Sexual intercourse began
In nineteen sixty-three
(which was rather late for me) –
Between the end of the Chatterley ban
And the Beatles’ first LP.

This is the opening verse of Philip Larkins classic poem Annus Mirabilis, a poem which I consider to be one of my favourites of all time.  Larkin was generally acknowledged as  curmudgeonly,  and one of the most miserable men in England; he once said  of himself that ‘deprivation is for me what daffodils were for Wordsworth’. He was an inveterate letter-writer, and those published after his death in 1985 reveal his right wing views and his racist language. Indeed one historian described him as a ‘casual, habitual racist and an easy misogynist’. He also had a taste for soft porn – though had he still been alive today I expect he would have graduated to the hard stuff! There is no doubt that he had lecherous tendancies; and he conducted three seperate affairs together during one period of his life.  Tough cookie!
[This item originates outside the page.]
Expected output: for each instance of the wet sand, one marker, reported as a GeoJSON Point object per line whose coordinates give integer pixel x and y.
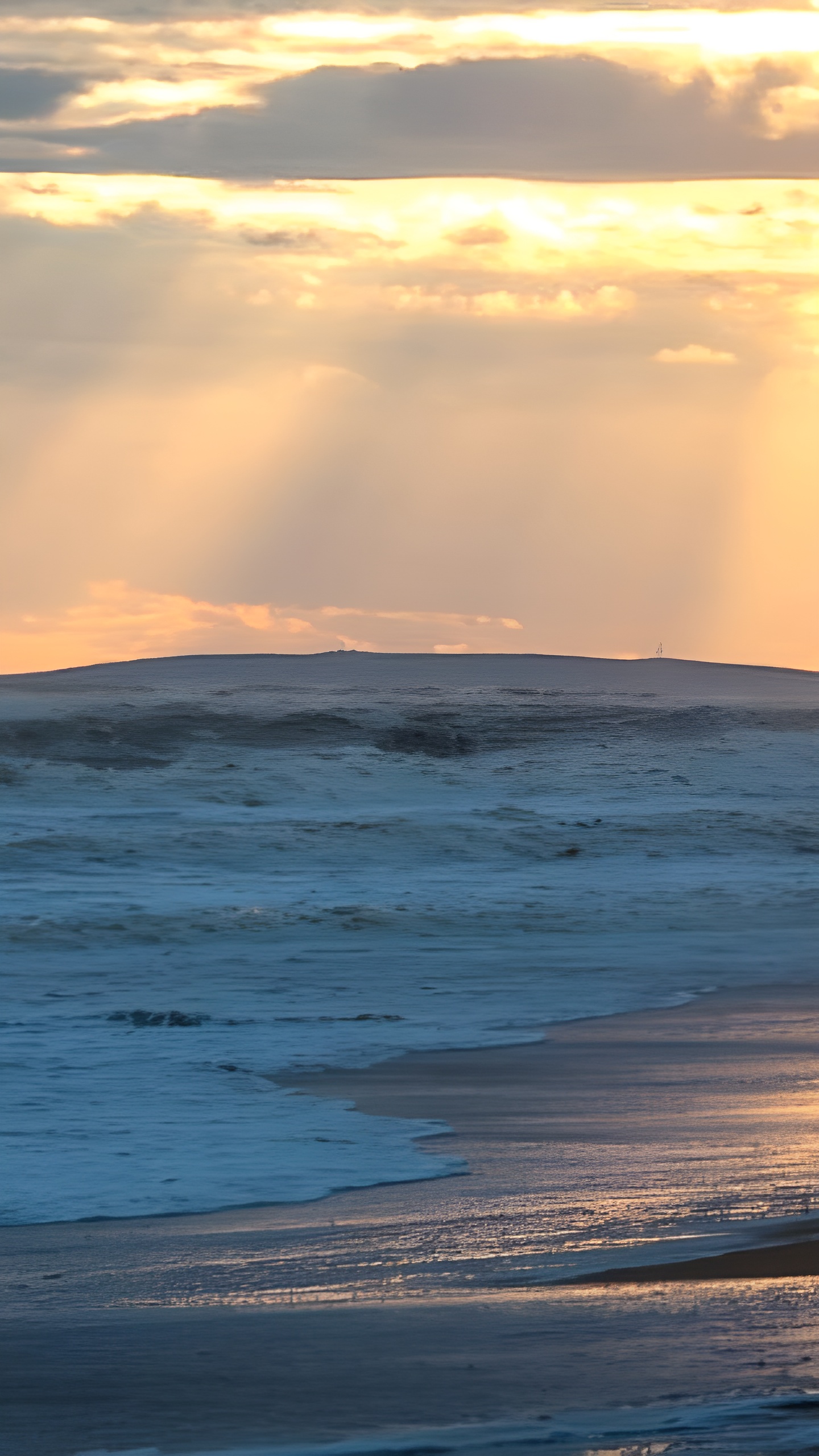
{"type": "Point", "coordinates": [424, 1304]}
“Morning, noon & bloody night,
Seven sodding days a week,
I slave at filthy WORK, that might
Be done by any book-drunk freak.
This goes on until I kick the bucket.

He was born in Coventry in 1922, earning the title ‘the bard of Coventry, though he worked most of his life as University librarian at the University of Hull. He wrote two early novels before turning almost exclusively to poetry, although he did contribute a lot to Lucky Jim, the first novel of his great friend Kingsley Amis. His first published collection was called The North Ship, but it was his second collection The Less Deceived, that got him noticed.

They fuck you up, your mum and dad.
They may not mean to, but they do.
They fill you with the faults they had
And add some extra, just for you.

But they were fucked up in their turn
By fools in old-style hats and coats,
Who half the time were soppy-stern
And half at one another’s throats.

Man hands on misery to man.
It deepens like a coastal shelf.
Get out as early as you can,
And don’t have any kids yourself.” 

Undoubtably one of England’s finest poets, he couldn’t stand pretentiousness and once commented;  “I can’t understand these chaps who go round American universities explaining how they write poems: It’s like going round explaining how you sleep with your wife.”